Research on improvement of high utility pattern mining algorithm over data streams
Author(s) -
Feng Guo,
Yuqiang Li,
Lin Li
Publication year - 2020
Publication title -
iop conference series. materials science and engineering
Language(s) - English
Resource type - Journals
eISSN - 1757-899X
pISSN - 1757-8981
DOI - 10.1088/1757-899x/715/1/012022
Subject(s) - header , computer science , data mining , table (database) , data stream mining , tree (set theory) , database transaction , data stream , algorithm , database , mathematics , mathematical analysis , computer network , telecommunications
Aiming at the problem that the existing algorithms for high utility pattern mining over data streams based on sliding window have multiple datasets scans or redundant items, an efficient HUIGRT algorithm for mining high utility patterns over data streams based on global revision header table is proposed in this paper.
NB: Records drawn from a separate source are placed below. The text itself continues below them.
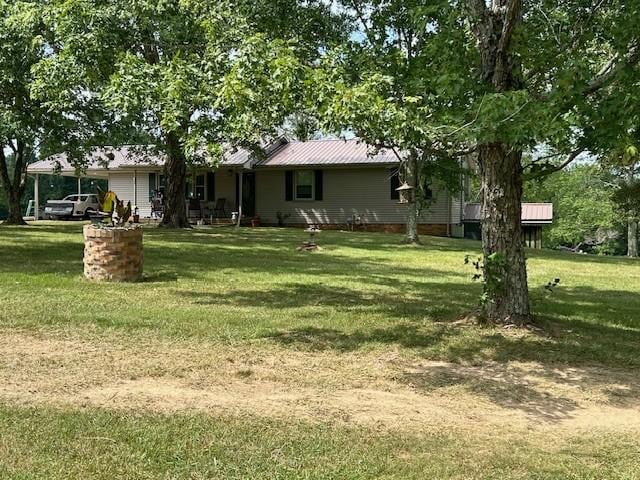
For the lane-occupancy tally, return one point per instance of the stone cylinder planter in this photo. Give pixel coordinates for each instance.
(113, 254)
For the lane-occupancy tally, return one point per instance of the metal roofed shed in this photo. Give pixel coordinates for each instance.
(534, 217)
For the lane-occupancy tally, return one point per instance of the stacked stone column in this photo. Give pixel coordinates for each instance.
(113, 254)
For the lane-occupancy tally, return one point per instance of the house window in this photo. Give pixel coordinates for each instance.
(304, 184)
(200, 190)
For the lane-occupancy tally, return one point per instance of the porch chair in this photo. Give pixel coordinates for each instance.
(220, 210)
(157, 210)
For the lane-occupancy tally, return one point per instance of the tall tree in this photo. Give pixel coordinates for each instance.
(23, 121)
(527, 73)
(375, 87)
(168, 64)
(624, 163)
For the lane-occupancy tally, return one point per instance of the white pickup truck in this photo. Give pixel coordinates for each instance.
(72, 206)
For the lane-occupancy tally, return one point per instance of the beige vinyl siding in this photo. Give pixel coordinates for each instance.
(226, 187)
(346, 192)
(456, 209)
(123, 186)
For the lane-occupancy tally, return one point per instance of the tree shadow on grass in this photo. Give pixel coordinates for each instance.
(376, 294)
(509, 388)
(585, 337)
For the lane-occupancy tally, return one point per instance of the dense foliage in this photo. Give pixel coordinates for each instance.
(585, 215)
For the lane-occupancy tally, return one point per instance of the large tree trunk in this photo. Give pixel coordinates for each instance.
(14, 188)
(410, 176)
(632, 238)
(175, 170)
(506, 295)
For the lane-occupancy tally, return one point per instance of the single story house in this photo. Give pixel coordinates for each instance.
(328, 182)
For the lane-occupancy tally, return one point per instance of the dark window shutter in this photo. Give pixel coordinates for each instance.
(237, 191)
(211, 186)
(428, 193)
(394, 183)
(288, 185)
(152, 185)
(318, 184)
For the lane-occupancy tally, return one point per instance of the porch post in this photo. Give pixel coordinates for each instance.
(36, 194)
(135, 187)
(239, 198)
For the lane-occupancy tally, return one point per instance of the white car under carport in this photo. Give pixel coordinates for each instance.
(72, 206)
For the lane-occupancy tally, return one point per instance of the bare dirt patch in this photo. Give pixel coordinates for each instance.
(374, 389)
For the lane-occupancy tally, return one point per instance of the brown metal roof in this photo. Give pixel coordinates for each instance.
(532, 213)
(333, 152)
(330, 152)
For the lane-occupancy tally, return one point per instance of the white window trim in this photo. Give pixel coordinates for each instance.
(295, 186)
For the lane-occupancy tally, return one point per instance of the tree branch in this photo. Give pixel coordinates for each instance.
(613, 67)
(4, 172)
(545, 171)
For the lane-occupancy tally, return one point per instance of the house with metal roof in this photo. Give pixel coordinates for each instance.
(329, 182)
(332, 183)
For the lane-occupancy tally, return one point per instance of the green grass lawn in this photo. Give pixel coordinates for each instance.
(363, 298)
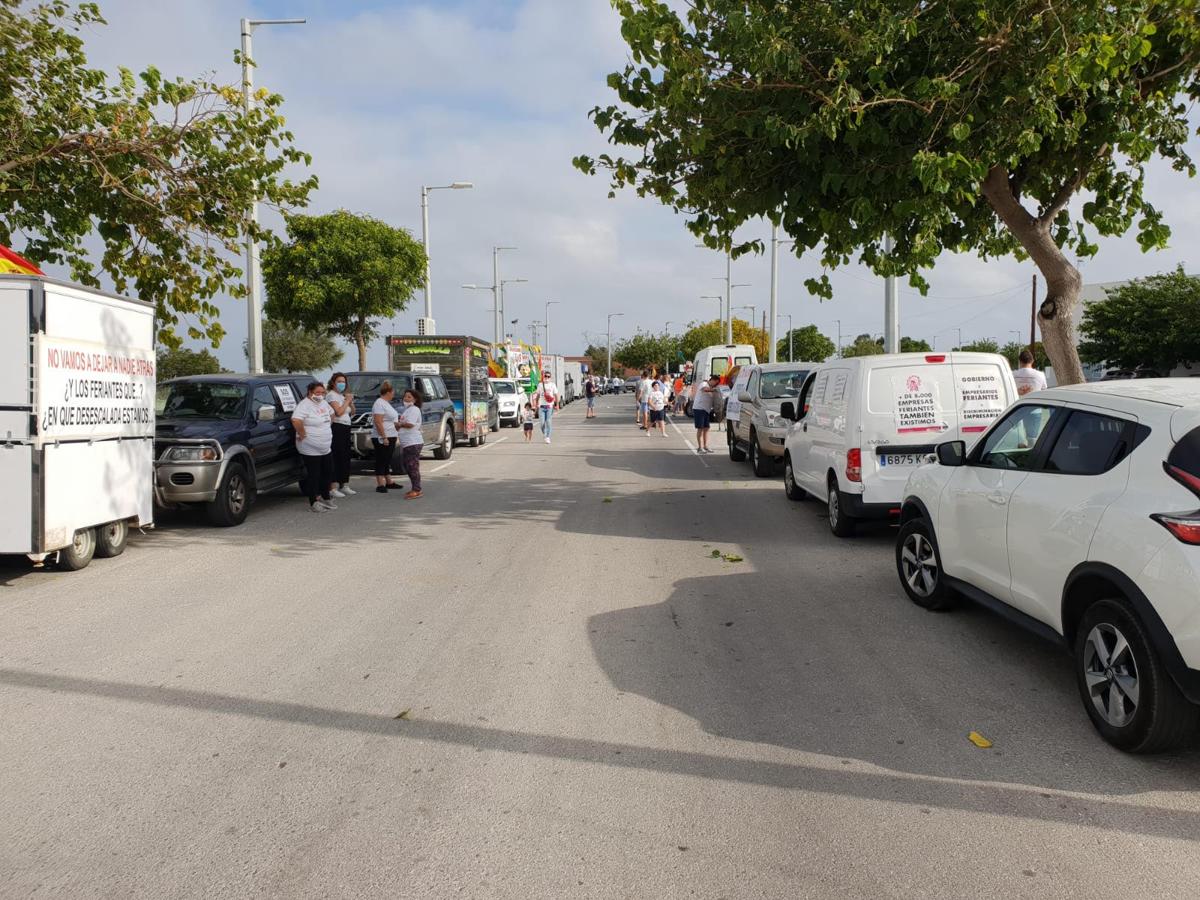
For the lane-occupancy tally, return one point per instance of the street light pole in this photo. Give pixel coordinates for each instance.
(426, 325)
(253, 289)
(611, 317)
First, the global revision header table and the utility tree are constructed. The global revision header table is used to store the items and transaction utility of the current data domain that need to be processed, and the utility tree is used to store all of the utility information on the item sets in the transactions to avoid multiple datasets scans. Then, this algorithm can mine all high utility patterns using the global revision header table and the utility tree. Finally, the redundant items are deleted by revising the global revision header table, meanwhile the utility tree is updated to fill in new data. This paper compares the algorithm with the existing high efficiency algorithm HUPMS and HUM-UT on the three datasets with different sparse: Mushroom, T10.I4.D100K and Retail. The results show that the space-time performance of HUIGRT algorithm is better than the two other algorithms.